The actress who played the pot-dealing seductress in Reefer Madness, Thelma White died last week in Los Angeles at the age of 94. She recognized the falseness of the film in front and didn’t want to appear in it, but the studio owned her. Her AP obit was poignant and informative.

“Ms. White played a hard-boiled blonde named Mae who peddles ‘demon weed’ to unsuspecting young people in ‘Reefer Madness,’ a low-budget cautionary tale written by a religious group. In the film, she lures high school students to her apartment for sex and drugs, turning them into addicts who shoot their girlfriends, run over pedestrians and go insane.

“A musical and comedy actress who made more than 40 movies, Ms. White was horrified when RKO Studios picked her for the antidrug film. But because of her contract, she had little choice but to accept the role.

” ‘I’m ashamed to say that it’s the only one of my films that’s become a classic,’ she told The Los Angeles Times in an interview in 1987. ‘I hide my head when I think about it.’

“Born Thelma Wolpa in Lincoln, Neb., in 1910, Ms. White was a carnival performer as a toddler before moving on to vaudeville, radio and movies.

” ‘Reefer Madness'” was destined for obscurity, but in 1972, Keith Stroup, founder of the National Organization for Reform of Marijuana Laws, discovered it in the Library of Congress archives, bought a print and screened it at a New York benefit.

“Robert Shaye, founder of New Line Cinema, saw the film and recognized its appeal as an unintentional parody. He re-released it through his then-fledgling company, holding midnight showings.

“Ms. White twice saw an off-Broadway musical that spoofed the movie. The musical ‘was campy and over the top, and she loved it,'” according to her godson, her sole survivor.

I didn’t know that Keith Stroup rediscovered Reefer Madness, and that it helped transform New Line Cinema (from a small company that booked speakers for college events) into a major movie distributor. Nor did I know that a religious group wrote the inane flick; the credits name two Hollywood professionals who mostly turned out B- westerns.

According to Kevin Murphy and Dan Studney, authors of the latter-day musical that Ms White enjoyed, “Reefer Madness began its cinematic life as a 1936 cautionary film entitled ‘Tell Your Children.’ It was financed by a small church group, and was intended to scare the living bejeezus out of every parent who viewed it. Soon after the film was shot, however, it was purchased by the notorious exploitation film maestro Dwain Esper (Narcotic, Marihuana, Maniac), who took the liberty of cutting in salacious insert shots and slapping on the sexier title of Reefer Madness, before distributing it on the exploitation circuit. Esper was an absolutely notorious figure who would do things like stealing unattended prints of studio films out of projection booths and film exchanges, and then physically drive them from small town exhibitor to small town exhibitor until the authorities caught up with him. A delightful, poignant and detailed portrayal of this lunatic opportunist is featured in exploiteer Dave Friedman’s autobiography, A Youth in Babylon, which is a book every cult movie or pop culture enthusiast ought to read.

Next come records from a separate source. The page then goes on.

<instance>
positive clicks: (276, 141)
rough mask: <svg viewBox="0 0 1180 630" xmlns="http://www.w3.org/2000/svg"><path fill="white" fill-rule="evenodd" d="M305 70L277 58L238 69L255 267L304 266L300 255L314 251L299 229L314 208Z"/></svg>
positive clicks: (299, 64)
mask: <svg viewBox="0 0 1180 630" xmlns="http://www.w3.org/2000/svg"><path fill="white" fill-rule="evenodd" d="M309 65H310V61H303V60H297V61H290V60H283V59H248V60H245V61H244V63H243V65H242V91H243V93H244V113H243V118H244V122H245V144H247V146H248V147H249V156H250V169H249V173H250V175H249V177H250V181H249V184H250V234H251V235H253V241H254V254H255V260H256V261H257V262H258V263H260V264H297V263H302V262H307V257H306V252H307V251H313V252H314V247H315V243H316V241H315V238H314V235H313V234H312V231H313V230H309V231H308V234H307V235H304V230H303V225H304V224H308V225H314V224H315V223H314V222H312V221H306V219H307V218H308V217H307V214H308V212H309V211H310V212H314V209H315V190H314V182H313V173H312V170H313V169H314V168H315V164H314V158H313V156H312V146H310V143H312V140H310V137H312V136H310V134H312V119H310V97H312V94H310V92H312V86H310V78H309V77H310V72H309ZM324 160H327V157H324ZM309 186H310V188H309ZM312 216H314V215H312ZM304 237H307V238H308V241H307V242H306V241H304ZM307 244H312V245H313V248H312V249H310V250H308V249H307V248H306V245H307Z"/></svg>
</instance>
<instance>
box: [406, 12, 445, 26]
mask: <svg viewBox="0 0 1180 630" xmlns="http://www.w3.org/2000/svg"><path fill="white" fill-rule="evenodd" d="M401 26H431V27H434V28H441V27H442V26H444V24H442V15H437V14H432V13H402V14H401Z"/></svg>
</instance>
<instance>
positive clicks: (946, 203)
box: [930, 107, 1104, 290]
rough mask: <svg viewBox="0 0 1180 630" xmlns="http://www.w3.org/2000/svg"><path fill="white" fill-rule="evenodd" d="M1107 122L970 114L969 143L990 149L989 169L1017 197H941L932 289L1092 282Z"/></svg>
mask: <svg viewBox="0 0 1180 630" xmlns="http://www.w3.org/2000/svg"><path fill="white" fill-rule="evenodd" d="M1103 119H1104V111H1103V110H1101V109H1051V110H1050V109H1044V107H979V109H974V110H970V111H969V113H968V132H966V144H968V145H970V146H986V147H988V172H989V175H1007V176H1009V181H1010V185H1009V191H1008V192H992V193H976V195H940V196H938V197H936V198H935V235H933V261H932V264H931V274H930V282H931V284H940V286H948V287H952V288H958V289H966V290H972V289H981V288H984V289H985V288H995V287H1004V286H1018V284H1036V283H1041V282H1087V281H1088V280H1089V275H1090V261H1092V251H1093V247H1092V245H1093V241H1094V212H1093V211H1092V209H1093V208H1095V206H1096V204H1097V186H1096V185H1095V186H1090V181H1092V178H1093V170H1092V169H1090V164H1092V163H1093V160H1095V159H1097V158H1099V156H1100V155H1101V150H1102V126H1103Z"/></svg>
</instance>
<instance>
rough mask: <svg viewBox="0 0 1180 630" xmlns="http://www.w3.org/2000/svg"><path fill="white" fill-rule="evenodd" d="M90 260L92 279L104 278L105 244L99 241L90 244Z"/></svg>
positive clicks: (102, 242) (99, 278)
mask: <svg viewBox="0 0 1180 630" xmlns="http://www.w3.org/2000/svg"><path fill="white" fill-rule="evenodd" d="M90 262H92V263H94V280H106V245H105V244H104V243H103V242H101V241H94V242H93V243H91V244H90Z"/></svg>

“After a brief run, the film lay forgotten for several decades. There was no concept of after market in those days, especially for films that existed outside the confines of the studio system. For this reason, neither Esper nor the original filmmakers bothered to copyright the movie, and it eventually fell into the public domain.”

Murphy and Studney got their info mainly from White herself and documentary maker Ray Greene, whose films include “Schlock!”

We have yet to identify the “small church group” that financed “Tell Your Children.” Pothead lore has it that Reefer Madness was made in concert with a campaign to impose federal marijuana prohibition led by Harry Anslinger, the commissioner of the Bureau of Narcotics, who manipulated the media and understood the influence of Hollywood. The “Reefer Madness” line jibes perfectly with Anslinger’s. “Marijuana is an addictive drug which produces in its users insanity, criminality, and death,” he told Congress in ’37. They believed him and we are still feeling the consequences.

There is a movie to be made about the making of Reefer Madness–a musical. Woody Harrelson, maybe, could play Anslinger (then about 40). But who could play alienated, musical Thelma White?